副腎腫瘍

このような症状はありませんか?

換毛期に新しい毛が生えてこない
全身または体の一部の毛が薄くなっている
皮脂分泌が多くなっている
排尿場所が定まらなくなっている
他のフェレットまたは飼主に対してやや攻撃的になっている
他のフェレットの首にかみついて馬乗りになることがある
外陰部が腫れている
乳腺が腫れている
乳首が発赤しやや腫れて目立っている

フェレットの副腎腫瘍とは

フェレットの副腎腫瘍は、中高齢期のフェレットに発生することの多い疾患です。
副腎は左右の腎臓の頭側に位置する縦横5mm前後で扁平な小さな臓器です。
副腎皮質ホルモンなどの生命維持に必須の重要なホルモンを分泌する役割がありますが、フェレットの副腎が病的状態になると、男性ホルモンと女性ホルモンの分泌が過剰となり、そのホルモンの影響による諸症状が発現します。
具体的には、男性ホルモンの影響による発毛抑制が発生し、換毛期に古い毛が抜けた後に新しい発毛が無いために、薄毛が発生します。

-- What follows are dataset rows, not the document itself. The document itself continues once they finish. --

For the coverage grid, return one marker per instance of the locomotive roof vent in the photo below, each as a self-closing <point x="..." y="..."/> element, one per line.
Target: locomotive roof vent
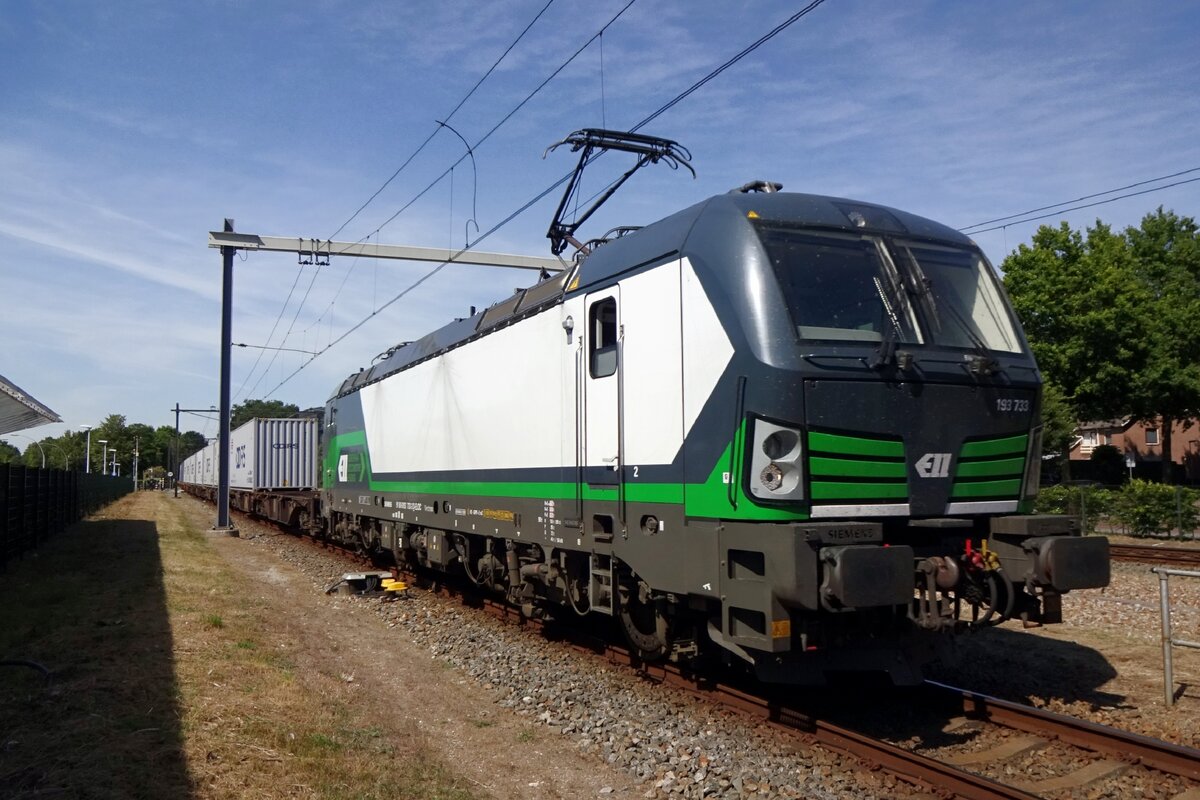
<point x="766" y="187"/>
<point x="862" y="215"/>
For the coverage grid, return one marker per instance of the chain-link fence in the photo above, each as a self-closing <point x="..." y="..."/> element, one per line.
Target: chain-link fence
<point x="1135" y="509"/>
<point x="37" y="503"/>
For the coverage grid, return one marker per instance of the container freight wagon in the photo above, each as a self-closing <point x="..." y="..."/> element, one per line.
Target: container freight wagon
<point x="273" y="469"/>
<point x="274" y="455"/>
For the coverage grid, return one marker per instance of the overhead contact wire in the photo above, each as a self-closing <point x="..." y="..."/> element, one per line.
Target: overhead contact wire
<point x="455" y="110"/>
<point x="1079" y="199"/>
<point x="562" y="180"/>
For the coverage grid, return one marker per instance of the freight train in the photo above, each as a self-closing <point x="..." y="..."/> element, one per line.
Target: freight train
<point x="797" y="431"/>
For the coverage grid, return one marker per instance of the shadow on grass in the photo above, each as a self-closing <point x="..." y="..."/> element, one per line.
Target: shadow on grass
<point x="90" y="608"/>
<point x="1030" y="668"/>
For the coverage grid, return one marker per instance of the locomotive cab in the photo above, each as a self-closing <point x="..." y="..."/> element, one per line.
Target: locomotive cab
<point x="797" y="431"/>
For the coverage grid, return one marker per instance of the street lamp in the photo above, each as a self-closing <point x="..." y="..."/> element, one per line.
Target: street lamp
<point x="36" y="443"/>
<point x="88" y="457"/>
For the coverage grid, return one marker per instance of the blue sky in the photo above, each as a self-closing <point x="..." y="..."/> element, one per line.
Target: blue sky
<point x="129" y="130"/>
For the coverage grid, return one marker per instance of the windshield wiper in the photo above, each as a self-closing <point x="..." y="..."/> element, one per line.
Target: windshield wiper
<point x="983" y="364"/>
<point x="891" y="334"/>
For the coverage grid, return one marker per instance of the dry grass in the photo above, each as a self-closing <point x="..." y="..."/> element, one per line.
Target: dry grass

また同じく男性ホルモンの影響による皮脂分泌の増加と体臭の増強が発生したり、他のフェレットに対する性的行動が目立ったり、トイレの場所が定まらず少量ずつ様々な場所での排尿をするようになったり(マーキング様行動)、
場合によっては前立腺が肥大し排尿障害を発生することもあります。

場合によっては前立腺が肥大し排尿障害を発生することもあります。
また、女性ホルモンの影響では、メスの外陰部が肥大したり(発情兆候)、オス・メス両方で乳腺や乳首が発達したりします。

前立腺周囲嚢胞とよばれる病変が発生する原因の一つとも言われています。

一般的には副腎腫瘍からは男性ホルモンと女性ホルモンの両方が分泌されると言われておりますが、経験的にはどちらかに偏って分泌されていると思われる場合も珍しくありません。

例えば、オスのフェレットで薄毛は全く見られないのに乳腺が発達していたり、メスのフェレットで全身が薄毛になっているのに外陰部が全く腫れていない場合もあります。
左右ある副腎の内、診断時に左右ともに腫瘍化している場合は以前の文献では10%程度と書かれていましたが、経験的にはもう少し多いように思いますが、多くの場合には左右どちらかの副腎が腫瘍化した状況を発見することになります。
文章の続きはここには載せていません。